Am 15. MĂ€rz 1939 marschierten deutsche Truppen durch Wolframs nach Iglau. Ohne Waffengewalt und Blutvergießen wurde Böhmen und MĂ€hren als Protektorat dem Deutschen Reich eingefĂŒgt. Mit ĂŒberschwenglichen Dankes-u.Lobesworten gedachte Oberlehrer Straka dieses Ereignisses.

1940

Ab 1940 ĂŒbernimmt der Bezirksschulrat Ignaz Göth die Visitationen. Das Schuljahr 40/41 wird mit Liedern, Flaggenhissung und mit begeisternden Worten des Schulleiters begonnen. Zum ersten Mal wird eine schulĂ€rztliche  Untersuchung fĂŒr alle Kinder durchgefĂŒhrt.

1941

Im Schuljahr 41/42 stieg die SchĂŒlerzahl in Wolframs sogar auf 64 Kinder an. Ein sehr kalter Winter zwang die Schulleitung aus Mangel an Heizmaterial die Weihnachtsferien bis zum 4. MĂ€rz 1942 zu verlĂ€ngern.

1942

Im 4.Kriegsjahr, also im Schuljahr 42/43 stieg die SchĂŒlerzahl auf 70 Kinder an. LeistungsprĂŒfungen in Leibeserziehung wurden mit der Volksschule in Fußdorf gemeinsam dort durchgefĂŒhrt, wobei ĂŒberdurchschnittliche Leistungen erzielt wurden. Die heißersehnte Wasserleitung wurde am 3. Oktober 1942 eingeweiht und die Bevölkerung war glĂŒcklich, als "zum ersten Mal das Wasser durch die Rohre zischte".

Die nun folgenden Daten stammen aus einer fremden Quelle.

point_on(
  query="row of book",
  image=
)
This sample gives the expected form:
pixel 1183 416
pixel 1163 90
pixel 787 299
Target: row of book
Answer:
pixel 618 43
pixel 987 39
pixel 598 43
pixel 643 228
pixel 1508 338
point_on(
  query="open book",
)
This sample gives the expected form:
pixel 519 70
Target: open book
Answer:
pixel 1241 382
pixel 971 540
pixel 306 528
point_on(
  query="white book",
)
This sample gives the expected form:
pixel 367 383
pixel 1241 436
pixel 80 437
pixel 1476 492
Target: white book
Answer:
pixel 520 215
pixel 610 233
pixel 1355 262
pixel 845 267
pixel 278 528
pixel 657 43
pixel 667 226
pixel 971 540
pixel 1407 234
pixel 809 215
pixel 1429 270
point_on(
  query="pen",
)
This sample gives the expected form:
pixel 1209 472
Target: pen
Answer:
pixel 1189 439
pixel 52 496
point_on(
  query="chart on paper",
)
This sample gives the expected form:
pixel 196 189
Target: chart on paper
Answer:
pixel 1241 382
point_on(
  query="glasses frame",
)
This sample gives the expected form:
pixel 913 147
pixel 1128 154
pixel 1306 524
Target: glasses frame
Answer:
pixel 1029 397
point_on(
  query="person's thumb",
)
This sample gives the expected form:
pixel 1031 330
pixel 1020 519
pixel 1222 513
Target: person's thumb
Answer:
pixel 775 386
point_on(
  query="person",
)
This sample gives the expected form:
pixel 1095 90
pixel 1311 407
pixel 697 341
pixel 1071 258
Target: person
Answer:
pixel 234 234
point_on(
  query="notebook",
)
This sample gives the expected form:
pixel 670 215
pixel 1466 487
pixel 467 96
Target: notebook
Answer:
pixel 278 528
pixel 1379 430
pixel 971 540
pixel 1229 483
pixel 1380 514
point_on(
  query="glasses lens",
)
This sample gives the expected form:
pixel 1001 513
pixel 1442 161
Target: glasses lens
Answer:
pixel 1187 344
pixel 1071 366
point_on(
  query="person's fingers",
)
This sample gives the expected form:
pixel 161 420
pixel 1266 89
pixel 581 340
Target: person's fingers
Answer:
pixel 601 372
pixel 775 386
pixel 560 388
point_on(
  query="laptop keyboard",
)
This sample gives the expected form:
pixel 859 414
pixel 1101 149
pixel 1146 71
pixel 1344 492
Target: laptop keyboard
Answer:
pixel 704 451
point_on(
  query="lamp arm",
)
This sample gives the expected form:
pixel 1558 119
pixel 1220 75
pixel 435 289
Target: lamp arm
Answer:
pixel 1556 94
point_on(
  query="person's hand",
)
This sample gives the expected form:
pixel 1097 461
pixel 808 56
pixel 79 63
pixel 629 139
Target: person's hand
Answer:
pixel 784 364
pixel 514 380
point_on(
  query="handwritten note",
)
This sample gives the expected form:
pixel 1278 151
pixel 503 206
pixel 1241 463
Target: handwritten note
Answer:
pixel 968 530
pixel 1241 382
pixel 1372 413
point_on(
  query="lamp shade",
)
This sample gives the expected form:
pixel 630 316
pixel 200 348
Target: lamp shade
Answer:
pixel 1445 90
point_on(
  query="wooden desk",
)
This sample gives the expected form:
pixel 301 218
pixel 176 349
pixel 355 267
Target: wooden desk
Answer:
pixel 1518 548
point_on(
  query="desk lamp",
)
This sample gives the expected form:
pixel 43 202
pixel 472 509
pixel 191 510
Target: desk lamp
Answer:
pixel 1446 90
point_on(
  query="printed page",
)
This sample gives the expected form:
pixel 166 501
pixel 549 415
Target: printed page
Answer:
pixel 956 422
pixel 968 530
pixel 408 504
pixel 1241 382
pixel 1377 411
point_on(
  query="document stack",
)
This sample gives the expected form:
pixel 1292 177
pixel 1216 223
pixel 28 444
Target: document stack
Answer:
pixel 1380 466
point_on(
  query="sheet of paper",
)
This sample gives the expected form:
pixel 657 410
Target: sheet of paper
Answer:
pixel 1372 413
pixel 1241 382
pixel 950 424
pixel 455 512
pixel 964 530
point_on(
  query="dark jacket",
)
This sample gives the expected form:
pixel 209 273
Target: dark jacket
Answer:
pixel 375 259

Über die letzten Kriegsjahre und ĂŒber die Geschehnisse nach der Besetzung durch russische Truppen und tschechische Partisanen kann ich leider nicht berichten, da ich mit noch nicht einmal 16 1/2 Jahren im Dezember 1944 zur FLAK eingezogen wurde. Nach Kriegsgefangenschaft und einem Jahr als Bauernknecht in Österreich kehrte ich nicht mehr nach Wolframs zurĂŒck.